Untangling tradeoffs between recurrence and self-attention in neural
networks
- URL: http://arxiv.org/abs/2006.09471v2
- Date: Thu, 10 Dec 2020 09:58:29 GMT
- Title: Untangling tradeoffs between recurrence and self-attention in neural
networks
- Authors: Giancarlo Kerg, Bhargav Kanuparthi, Anirudh Goyal, Kyle Goyette,
Yoshua Bengio, Guillaume Lajoie
- Abstract summary: We present a formal analysis of how self-attention affects gradient propagation in recurrent networks.
We prove that it mitigates the problem of vanishing gradients when trying to capture long-term dependencies.
We propose a relevancy screening mechanism that allows for a scalable use of sparse self-attention with recurrence.
- Score: 81.30894993852813
- License: http://arxiv.org/licenses/nonexclusive-distrib/1.0/
- Abstract: Attention and self-attention mechanisms, are now central to state-of-the-art
deep learning on sequential tasks. However, most recent progress hinges on
heuristic approaches with limited understanding of attention's role in model
optimization and computation, and rely on considerable memory and computational
resources that scale poorly.

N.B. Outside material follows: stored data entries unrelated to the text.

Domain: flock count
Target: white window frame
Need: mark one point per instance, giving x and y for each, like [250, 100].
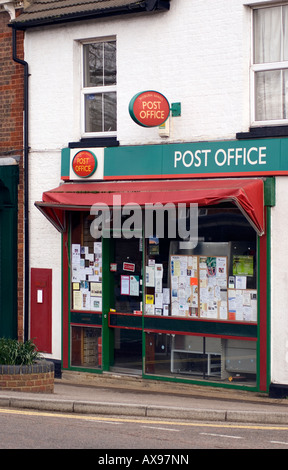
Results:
[93, 90]
[263, 67]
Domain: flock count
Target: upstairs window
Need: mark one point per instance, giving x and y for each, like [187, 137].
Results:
[270, 65]
[99, 89]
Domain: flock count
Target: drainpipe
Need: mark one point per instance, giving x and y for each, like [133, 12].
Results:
[26, 195]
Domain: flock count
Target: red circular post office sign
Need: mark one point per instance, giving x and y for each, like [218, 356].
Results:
[149, 108]
[84, 163]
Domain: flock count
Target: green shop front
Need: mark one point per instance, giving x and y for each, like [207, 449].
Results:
[143, 296]
[9, 180]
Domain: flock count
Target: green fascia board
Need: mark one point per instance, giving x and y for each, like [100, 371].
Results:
[261, 157]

In this work, we present a formal analysis of how
self-attention affects gradient propagation in recurrent networks, and prove
that it mitigates the problem of vanishing gradients when trying to capture
long-term dependencies by establishing concrete bounds for gradient norms.

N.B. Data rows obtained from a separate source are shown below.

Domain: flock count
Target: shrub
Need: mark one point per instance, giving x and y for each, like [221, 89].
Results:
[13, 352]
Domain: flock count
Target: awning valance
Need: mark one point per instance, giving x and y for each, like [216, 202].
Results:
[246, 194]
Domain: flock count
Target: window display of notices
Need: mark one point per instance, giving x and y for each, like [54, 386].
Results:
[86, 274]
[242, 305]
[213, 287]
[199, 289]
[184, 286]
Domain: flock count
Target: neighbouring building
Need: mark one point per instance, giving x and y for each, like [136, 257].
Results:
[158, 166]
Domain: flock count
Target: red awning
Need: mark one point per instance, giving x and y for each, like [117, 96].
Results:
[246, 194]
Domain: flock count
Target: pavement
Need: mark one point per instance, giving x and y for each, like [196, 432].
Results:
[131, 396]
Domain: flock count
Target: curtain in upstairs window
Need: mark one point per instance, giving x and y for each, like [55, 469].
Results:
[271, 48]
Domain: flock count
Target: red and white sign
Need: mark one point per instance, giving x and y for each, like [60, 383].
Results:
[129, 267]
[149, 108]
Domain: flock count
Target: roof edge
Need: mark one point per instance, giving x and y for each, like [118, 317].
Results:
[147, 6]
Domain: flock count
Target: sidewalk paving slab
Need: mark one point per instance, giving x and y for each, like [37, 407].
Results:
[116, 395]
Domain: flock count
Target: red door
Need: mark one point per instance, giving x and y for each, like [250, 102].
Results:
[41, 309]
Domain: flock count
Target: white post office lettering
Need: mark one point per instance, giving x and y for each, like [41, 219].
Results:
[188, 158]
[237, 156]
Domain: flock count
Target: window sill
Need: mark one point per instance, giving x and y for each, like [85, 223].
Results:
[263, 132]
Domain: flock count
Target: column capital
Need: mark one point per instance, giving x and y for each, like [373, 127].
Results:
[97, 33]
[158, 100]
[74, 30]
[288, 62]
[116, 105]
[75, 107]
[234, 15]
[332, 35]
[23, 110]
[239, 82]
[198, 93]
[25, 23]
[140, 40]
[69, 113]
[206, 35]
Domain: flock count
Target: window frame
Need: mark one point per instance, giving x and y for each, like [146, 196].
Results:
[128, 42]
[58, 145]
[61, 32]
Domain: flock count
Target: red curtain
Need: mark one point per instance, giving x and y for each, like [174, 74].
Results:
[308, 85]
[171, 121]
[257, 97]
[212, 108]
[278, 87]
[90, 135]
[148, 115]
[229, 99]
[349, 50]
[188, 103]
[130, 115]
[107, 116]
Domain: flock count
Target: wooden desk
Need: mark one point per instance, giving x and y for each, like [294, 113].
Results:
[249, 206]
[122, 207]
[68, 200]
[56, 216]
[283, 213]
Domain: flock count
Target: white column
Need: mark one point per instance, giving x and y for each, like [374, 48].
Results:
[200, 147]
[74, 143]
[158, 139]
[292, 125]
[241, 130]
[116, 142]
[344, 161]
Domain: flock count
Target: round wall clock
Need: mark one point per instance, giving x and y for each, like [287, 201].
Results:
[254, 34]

Building on these results, we propose a relevancy screening mechanism, inspired
by the cognitive process of memory consolidation, that allows for a scalable
use of sparse self-attention with recurrence. While providing guarantees to
avoid vanishing gradients, we use simple numerical experiments to demonstrate
the tradeoffs in performance and computational resources by efficiently
balancing attention and recurrence. Based on our results, we propose a concrete
direction of research to improve scalability of attentive networks.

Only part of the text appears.